Anger openly expressed reinforces the event that caused it; that is why Grandfather II, who knew the fury he felt instantly, as if it was always on a boil under his skin, burning his tongue, blistering his fingers, remained outwardly calm. A person who acted against Grandfather II’s will had to undo it himself, as if sincere repentance was not enough: Grandfather II did not believe in words. He needed the action to be overturned by a counteraction, the antipode of the deed; Grandfather II swept away the traces, leaving no signs in memory that evinced his evildoing: the witness destroyed his witnessing, went backward over the path of his intention, undoing it.
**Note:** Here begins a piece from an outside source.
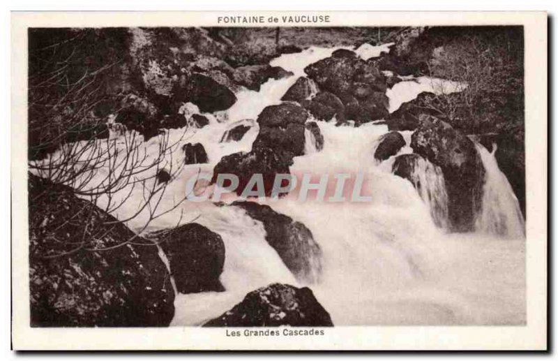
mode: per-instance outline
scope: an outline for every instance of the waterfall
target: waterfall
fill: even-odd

Grandfather II said the boy had to repair the toy camp; he would not leave the room until he had done so, he would not go to school, and food would be brought to his room. Grandfather II locked the door with such force that the key got bent in the lock, the lock was broken, and the boy was truly locked in. Grandfather II did not believe that his son would escape through the window: he must have felt his will was a force like gravity which locked the boy up, squeezed him inside the room as if in his fist, and now he decided to wait, without loosening his grip, to wait and let time do its work.
Left alone with the inability to do what was demanded, the boy was supposed to feel time collapsing upon him, bringing no reprieve now or in the distant future; you sit there, knowing there is no way out, and the passing hours exacerbate your condition, exhausting and destructive.
Grandfather II saw his son as a traitor, he would have disowned him had there been examples of that, but in those days it was only sons who disowned their fathers. So Grandfather II did not punish the boy—he was forcing the boy to disown himself.
Seven was no age at all, thought Grandfather II, who was used to reckoning time in prison terms—ten years, fifteen, and you still have time after that to live—so a seven-year-old had to reject himself and curse himself daily, and then Grandfather II would take him, drained, limp inside, and mold himself another son.
His wife could no longer have children, and the barrenness of her womb depressed Grandfather II, who still felt the desire for fatherhood. Fatherhood he imagined was a plastic process, similar to sculpting, and he wanted to bring into the world not a new life—a living thing while it is alive cannot be molded, it has its own laws—but something meek, suitable for his creative efforts.